At the Federal University of Bahia, Gil met Caetano Veloso. The two became great friends and performed together for many years.
Gil’s songs focus on social activism and political awareness, which made him a threat to the Brazilian military regime in 1969. The government held Gilberto and Caetano for nine months and later exiled them to London.
After returning to Bahia in 1972, Gil became politically active. He focused greatly on environmentalism and served as Brazil’s Minister of Culture from 2003 to 2008.
Gilberto Gil won 2 Grammy Awards and continues to be one of Brazil’s most influential musicians.
One of his greatest songs is Aquele Abraço.
For those of you who’ve seen City of God, Seu Jorge is a familiar face. The actor plays the role of Mané, one of the main characters that get entangled in gang violence. Although Jorge has always eschewed gang violence, there’s considerable overlap with his own life.
Seu Jorge grew up in one of Brazil’s favelas and lost his 16-year-old brother in a battle between gangs and the police.
Jorge wanted to flee from that life and decided to go into music. His main reason was “to make friends.” His family disapproved of this and Jorge ended up living on the streets.
His sacrifice was not in vain.
In 1996, he joined his first band, Farofa Carioca, which signed with a major label.
In 2001, he debuted with his solo album Samba Esporte Fino, with the still popular song Carolina.
Jorge has since been a major success both as an actor as well as a singer. He strongly believes in the importance of music to build a culture and doesn’t shy away from controversial topics. The artist has successfully escaped the favelas and currently lives in Los Angeles with his wife and two boys.
His way of taking revenge for his rough upbringing is “to make music and send a great message to the people.”
For those looking for other genres than Samba, Bossa Nova, and Tropicália, it’s worth checking out Natiruts.
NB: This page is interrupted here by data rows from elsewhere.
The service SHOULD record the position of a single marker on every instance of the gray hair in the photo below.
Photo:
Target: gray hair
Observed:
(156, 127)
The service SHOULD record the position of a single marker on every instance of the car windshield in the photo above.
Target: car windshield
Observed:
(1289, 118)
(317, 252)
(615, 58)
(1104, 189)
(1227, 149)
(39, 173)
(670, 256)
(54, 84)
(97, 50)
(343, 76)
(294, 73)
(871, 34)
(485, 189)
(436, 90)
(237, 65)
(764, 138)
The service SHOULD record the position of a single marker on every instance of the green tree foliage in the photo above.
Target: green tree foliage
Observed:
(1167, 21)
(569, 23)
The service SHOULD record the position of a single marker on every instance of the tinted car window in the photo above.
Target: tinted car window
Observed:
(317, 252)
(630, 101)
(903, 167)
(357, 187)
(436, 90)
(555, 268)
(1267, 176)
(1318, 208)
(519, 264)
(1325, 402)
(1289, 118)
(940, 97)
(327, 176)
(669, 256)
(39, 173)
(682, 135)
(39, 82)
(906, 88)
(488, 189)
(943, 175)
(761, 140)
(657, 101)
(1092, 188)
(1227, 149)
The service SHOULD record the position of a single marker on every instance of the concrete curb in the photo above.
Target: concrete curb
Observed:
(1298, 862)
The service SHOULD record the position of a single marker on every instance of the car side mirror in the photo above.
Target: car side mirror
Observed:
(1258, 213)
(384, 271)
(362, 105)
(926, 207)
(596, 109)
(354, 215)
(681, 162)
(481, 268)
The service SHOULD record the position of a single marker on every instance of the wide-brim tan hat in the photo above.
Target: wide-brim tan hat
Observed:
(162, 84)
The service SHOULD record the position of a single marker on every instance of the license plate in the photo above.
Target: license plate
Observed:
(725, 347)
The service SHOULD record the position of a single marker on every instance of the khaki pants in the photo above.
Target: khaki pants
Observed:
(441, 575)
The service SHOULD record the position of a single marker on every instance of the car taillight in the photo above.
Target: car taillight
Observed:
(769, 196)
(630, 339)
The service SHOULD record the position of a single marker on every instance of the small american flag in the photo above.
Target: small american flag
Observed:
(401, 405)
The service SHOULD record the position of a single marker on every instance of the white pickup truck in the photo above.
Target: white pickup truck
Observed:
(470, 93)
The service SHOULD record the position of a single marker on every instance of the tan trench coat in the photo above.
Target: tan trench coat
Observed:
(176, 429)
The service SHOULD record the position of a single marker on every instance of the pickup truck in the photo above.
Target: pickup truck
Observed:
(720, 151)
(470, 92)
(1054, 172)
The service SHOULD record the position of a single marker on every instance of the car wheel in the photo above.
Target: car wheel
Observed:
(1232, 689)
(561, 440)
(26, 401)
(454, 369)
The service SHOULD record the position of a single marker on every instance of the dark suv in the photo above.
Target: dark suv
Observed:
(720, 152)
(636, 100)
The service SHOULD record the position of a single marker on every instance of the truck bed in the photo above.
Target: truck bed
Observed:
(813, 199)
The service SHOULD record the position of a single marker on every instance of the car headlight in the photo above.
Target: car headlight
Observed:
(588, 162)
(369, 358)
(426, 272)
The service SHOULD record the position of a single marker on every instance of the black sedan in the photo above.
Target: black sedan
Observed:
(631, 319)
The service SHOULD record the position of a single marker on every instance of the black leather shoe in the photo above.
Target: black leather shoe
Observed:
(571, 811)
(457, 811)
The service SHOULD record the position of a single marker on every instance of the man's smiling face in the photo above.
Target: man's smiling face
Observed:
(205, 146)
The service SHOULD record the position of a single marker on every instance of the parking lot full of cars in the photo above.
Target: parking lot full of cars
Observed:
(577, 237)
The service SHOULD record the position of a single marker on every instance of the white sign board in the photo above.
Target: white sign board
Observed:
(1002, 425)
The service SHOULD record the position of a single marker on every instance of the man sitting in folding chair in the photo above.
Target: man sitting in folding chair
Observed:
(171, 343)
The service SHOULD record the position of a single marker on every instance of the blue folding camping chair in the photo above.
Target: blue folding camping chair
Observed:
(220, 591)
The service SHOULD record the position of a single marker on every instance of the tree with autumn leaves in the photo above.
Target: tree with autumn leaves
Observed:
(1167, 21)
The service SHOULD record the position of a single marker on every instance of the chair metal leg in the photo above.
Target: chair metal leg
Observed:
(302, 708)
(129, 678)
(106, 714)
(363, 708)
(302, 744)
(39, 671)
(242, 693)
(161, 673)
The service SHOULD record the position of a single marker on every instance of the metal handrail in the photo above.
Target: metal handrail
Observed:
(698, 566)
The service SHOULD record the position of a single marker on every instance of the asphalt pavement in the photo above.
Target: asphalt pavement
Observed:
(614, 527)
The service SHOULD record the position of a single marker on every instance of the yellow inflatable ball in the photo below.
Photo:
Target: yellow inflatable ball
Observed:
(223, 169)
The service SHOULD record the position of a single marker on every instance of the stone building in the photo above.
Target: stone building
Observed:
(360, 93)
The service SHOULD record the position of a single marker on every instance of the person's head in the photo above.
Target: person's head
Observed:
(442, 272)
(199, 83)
Natiruts is a famous reggae band and proves that Brazilian music is even more diverse than most people think.
The band started in 1996 in Brasilia and deviated from the local rock scene by singing about spirituality and environmentalism.
Natiruts has shown strong reggae influences since the start, with their first album Nativus.
Their popularity increased rapidly after their famous hit Sorri, Sou Rei, on the album Raçaman in 2009.
In 2013, the group received a nomination for Best Brazilian Contemporary Pop Album at the 2013 Latin Grammy Awards.
Novos Baianos is a Brazilian rock band from the 60s and 70s from the state of Bahia. They’re seen as one of the most important and revolutionary groups in Brazil’s music history.
The group got its name during a TV performance. The producer yelled, “Chama aí esses novos baianos!” which translates into “Bring up these new Bahians,” referring to the group’s origins.
Although the band initially focused on psychedelic rock, they gradually shifted to Música Popular Brasileira (Popular Brazilian Music), a combination between typical Brazilian music and foreign jazz and rock influences. The primary reason for this switch was music legend João Gilberto, who visited the group frequently.
The band broke up in 1978, but several members continued with a solo career. The band still comes together to perform for special events.
It’s easy to find out about Brazil’s most famous artists, but more difficult to find newer, less famous ones.
Rodrigo is a 28-year-old (at the time of writing) artist from Sao Paolo. He likes to experiment with different Brazilian music styles that he mixes into soothing samba-type songs.
Mariana is an 18-year-old artist from Goiás who published her first singles in 2019. She quickly drew international attention from Mexico and Colombia and was mentioned by Rolling Stone Brazil as having a sensitive musicality with each new single.
The two artists have music styles that complement each other well. Thus, it is no surprise that they work together on various performances, with their most famous song being 15b.
This blog post highlights a few famous Brazilian artists, but there’s much more to discover.